Pero Abraham mismo no estaba seguro de que hubiera esa cantidad de inocentes, así que volvió a hablar: “¿Supongamos que se encontraran solamente treinta justos? El Señor le contestó: No la destruiré si encuentro treinta”. Pero, aun así, seguía sin tener seguridad, así que añadió: “Dado que me he atrevido a hablar al Señor, permíteme continuar. ¿Supongamos que hay solamente veinte? El Señor le contestó: Entonces no la destruiré por causa de esos veinte”. Aquello se había convertido en un regateo, valiéndose de eso Abraham insistió: «Señor, por favor, no te enojes conmigo si hablo una vez más. ¿Y si hubiera tan sólo diez? Y el Señor contestó: Entonces no la destruiré por causa de esos diez».
Terminó la conversación con Dios, pero Abraham no estaba seguro de haber logrado el perdón para Sodoma. No quedaba más que confiar en el Juez de toda la tierra, aquel que nunca sacrificará al inocente por el culpable. Aquel que respetaría la integridad de los débiles y sabría retribuir a cada uno según sus acciones reales.
En efecto, no había diez justos en Sodoma, ni cinco, ni tres. Solo había uno. Y ese era Lot, el sobrino de Abraham, quien vivía abrumado por la maldad de la ciudad. El Señor dispuso que Sodoma no sería destruida mientras Lot no estuviera a salvo. Quedaba claro que Dios no sacrificaría ni a un solo inocente por corregir a los injustos. Así de grande es el aprecio que él tiene por los vulnerables. Aquellos que gustan llamarse sus hijos deberían, a su semejanza, ser férreos defensores de los inocentes en contra de la arbitrariedad. Si la Iglesia no posee claridad en algo tan básico como esto, es porque la dureza y el fanatismo han obnubilado su sentido. Solo habiendo perdido por completo el propósito del Evangelio se puede ser insensible ante las injusticias que sufren los pequeños.

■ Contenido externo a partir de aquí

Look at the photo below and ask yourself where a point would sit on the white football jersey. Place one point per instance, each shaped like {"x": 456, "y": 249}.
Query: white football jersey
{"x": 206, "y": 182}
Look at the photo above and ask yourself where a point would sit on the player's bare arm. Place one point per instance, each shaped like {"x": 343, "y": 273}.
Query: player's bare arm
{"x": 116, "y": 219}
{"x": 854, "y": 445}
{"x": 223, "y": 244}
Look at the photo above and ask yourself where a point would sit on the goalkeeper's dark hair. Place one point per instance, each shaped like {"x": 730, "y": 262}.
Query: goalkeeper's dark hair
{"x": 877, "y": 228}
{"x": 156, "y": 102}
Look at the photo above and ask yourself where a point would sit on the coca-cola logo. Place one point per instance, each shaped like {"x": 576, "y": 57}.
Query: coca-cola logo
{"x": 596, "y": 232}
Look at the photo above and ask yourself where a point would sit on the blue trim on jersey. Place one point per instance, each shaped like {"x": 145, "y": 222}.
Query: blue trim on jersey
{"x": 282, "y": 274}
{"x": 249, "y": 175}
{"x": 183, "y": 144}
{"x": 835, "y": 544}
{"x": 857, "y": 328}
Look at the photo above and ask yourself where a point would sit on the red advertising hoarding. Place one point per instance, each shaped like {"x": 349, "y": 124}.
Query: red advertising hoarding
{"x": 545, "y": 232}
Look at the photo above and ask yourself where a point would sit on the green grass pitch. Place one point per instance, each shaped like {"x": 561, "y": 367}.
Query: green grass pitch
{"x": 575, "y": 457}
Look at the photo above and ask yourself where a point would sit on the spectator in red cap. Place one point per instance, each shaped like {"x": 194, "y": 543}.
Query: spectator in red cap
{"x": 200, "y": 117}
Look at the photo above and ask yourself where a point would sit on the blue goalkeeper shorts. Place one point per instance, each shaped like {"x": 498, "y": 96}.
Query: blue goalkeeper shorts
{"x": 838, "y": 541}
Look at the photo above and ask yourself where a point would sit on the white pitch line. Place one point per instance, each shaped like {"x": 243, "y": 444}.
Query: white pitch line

A los ojos de Dios, ninguna causa, por grande que sea, justifica el maltrato a ningún inocente. Sus hijos tampoco deberían hacerlo, pues no es un asunto abierto a opiniones ni a explicaciones ocurrentes, sino un imperativo ético que todo aquel que se llame cristiano debe cumplir.
La palabra del Señor es tan justa y recta como la persona de Dios, esa voz de Dios es la verdad. De igual manera en su trato con el hombre, habiendo dado tiempo, esperanza y salvación a los hombres, Hoy, es el día grande de Dios Padre: el año de la Gracia del Señor Jesucristo que Justifica gratuitamente por medio de la fe, y abre espacio para el pecador, para sacar a los hombre de esta perversa generación. Ahora ha establecido un camino nuevo, vivo y santo: La inocencia del Hijo es imputada por su sangre al pecador justificando a todo aquel que cree. No recibir esta misericordia de Dios, nos hace culpable de pisotear ese plan de amor y Redención. Lot salió de Sodoma sin mirar atrás. Hoy salgamos fuera de la ciudad de perdición sin mirar atrás, sólo Sino Viendo al Invisible, Autor de la fe. Cristo nos ha Salvado por medio de la fe gratuitamente.